Cone: elements, types, formulas, cone trunk

we call cone a geometric solid, also known as a round body or solid of revolution, which it has a circular base and is constructed from the rotation of a triangle.. The cone and other geometric solids are objects of study of spatial geometry. According to its characteristics, it can be classified as:

• straight cone;
• oblique cone;
• equilateral cone.

There is specific formulas for calculating the total area and volume of the cone.

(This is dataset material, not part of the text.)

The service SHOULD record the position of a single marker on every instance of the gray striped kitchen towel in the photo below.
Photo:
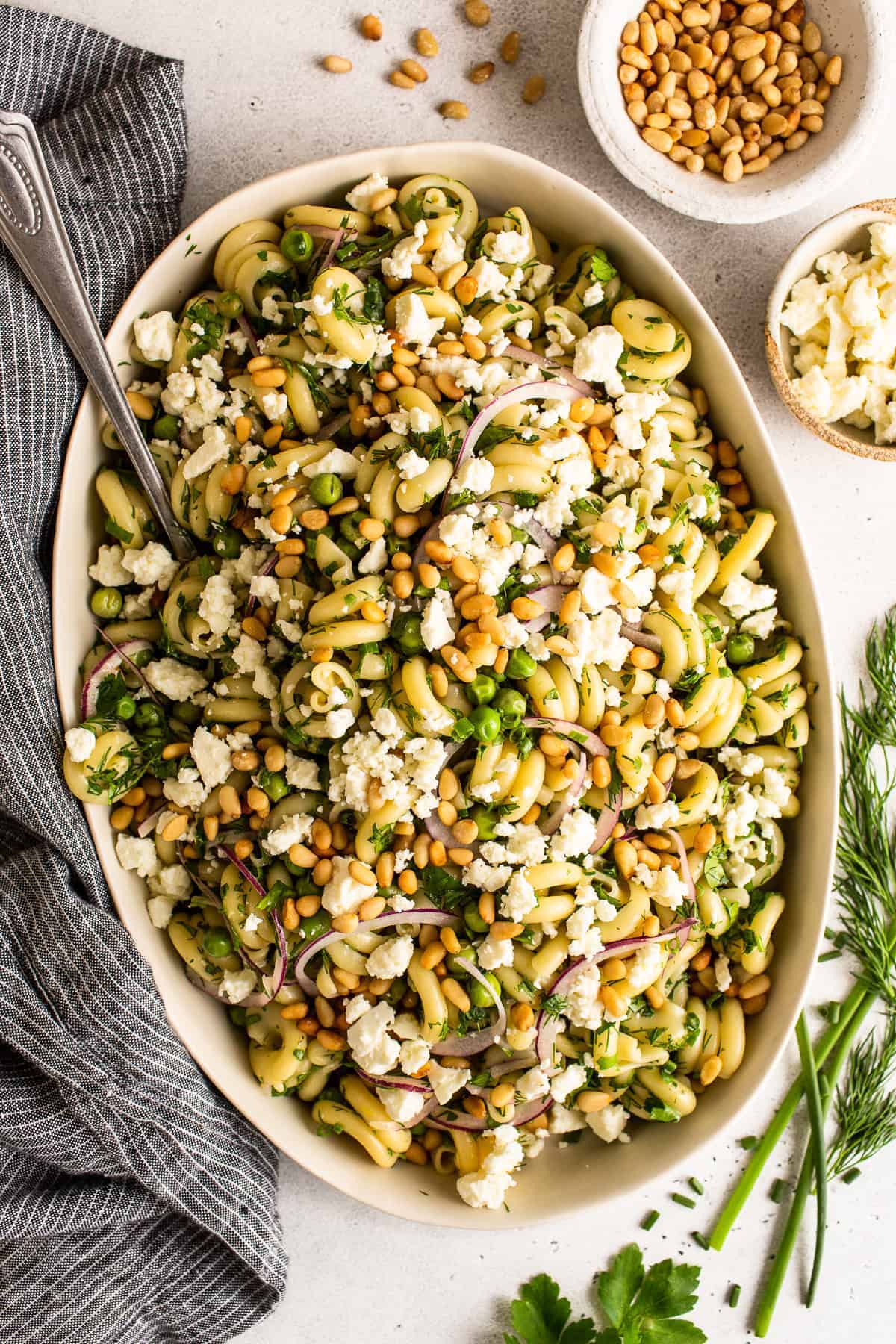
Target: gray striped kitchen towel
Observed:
(134, 1203)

Read too: What are geometric shapes?

Icon elements

the cone is a solid geometric known as revolution solid. Very present in our daily lives, it is known as a solid of revolution for being built from the rotation of a triangle.

Its base is always a circle. In addition to the base itself, another important element is the lightningr of the circumference, known as the radius of the base of the cone. Also, there is the vertex of the cone (V) and the height (h), which, by definition, is the segment that leaves the vertex and is perpendicular to the base, that is, it forms an angle of 90º.

In addition to the elements already mentioned, there is another important element in the cone, which is the generatrix. We call any segment that starts from the vertex and meets the circumference from the base.

The generatrix is ​​the AV line segment in the image. Note that he is the hypotenuse of the stroke triangle, soon we can establish a relationship Pythagorean between radius, height and generatrix.

g² = r² + h²

g → cone generator

r→ base radius

H→ height

See too: What are the applications of Pythagoras' theorem?

Icon classification

According to its characteristics, we can classify the cone in two cases: straight or oblique. As a particular case of a straight cone, there are equilateral cones.

• oblique cone

A cone is known as oblique when the segment connecting the vertex with the center of its base does not match the height of the cone.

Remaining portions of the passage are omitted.